Reiseanbieter

Die Reisebranche ist in einer anderen Situation als andere Branchen und benötigt deshalb besondere Massnahmen, argumentiert der SRV. Bild: AdobeStock

SRV verlangt Aufhebung der Verpflichtung zur Rückzahlung von Kundengeldern

Die Forderung ist beim SECO platziert.

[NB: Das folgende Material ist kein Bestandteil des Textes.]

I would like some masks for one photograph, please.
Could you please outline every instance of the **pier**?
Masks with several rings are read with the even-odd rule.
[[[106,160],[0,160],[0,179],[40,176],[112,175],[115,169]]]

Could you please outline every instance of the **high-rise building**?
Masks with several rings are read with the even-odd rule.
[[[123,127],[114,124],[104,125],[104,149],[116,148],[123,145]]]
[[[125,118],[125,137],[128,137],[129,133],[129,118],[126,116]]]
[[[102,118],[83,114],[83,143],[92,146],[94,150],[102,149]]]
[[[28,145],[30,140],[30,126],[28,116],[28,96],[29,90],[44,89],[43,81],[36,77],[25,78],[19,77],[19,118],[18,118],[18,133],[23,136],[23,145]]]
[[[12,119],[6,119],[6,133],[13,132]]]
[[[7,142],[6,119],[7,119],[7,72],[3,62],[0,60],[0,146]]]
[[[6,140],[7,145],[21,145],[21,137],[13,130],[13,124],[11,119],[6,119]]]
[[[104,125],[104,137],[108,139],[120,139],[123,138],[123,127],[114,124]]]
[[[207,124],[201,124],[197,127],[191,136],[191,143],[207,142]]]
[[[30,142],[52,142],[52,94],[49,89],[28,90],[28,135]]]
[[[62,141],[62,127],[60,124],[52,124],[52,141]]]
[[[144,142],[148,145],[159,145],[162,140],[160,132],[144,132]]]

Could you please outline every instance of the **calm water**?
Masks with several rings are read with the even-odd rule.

Mit Spannung erwartet SRV-Geschäftsführer Walter Kunz nun die morgigen Ankündigungen des Bundesrats.

In Italien, Frankreich, den Niederlanden und Belgien ist die Praxis bereits bewilligt: Reisebüros und Veranstalter müssen das Geld für bereits gebuchte und inzwischen stornierte Reisen nicht an Kunden zurückzahlen, sondern erhalten stattdessen einen Gutschein. Dieser entspricht der Höhe des gezahlten Betrags und ist mindestens ein Jahr lang gültig, und deckt auch die Insolvenzversicherung ab. Der Gutschein ist mit einer staatlichen Garantie gesichert.

Auch in Deutschland bemüht man sich um eine solche Lösung, und nun auch in der Schweiz. Der Schweizer Reise-Verband (SRV) hat beim Staatssekretariat für Wirtschaft (SECO) eine entsprechende Forderung eingereicht. Dieser gibt diese Forderung an die Exekutivstellen weiter.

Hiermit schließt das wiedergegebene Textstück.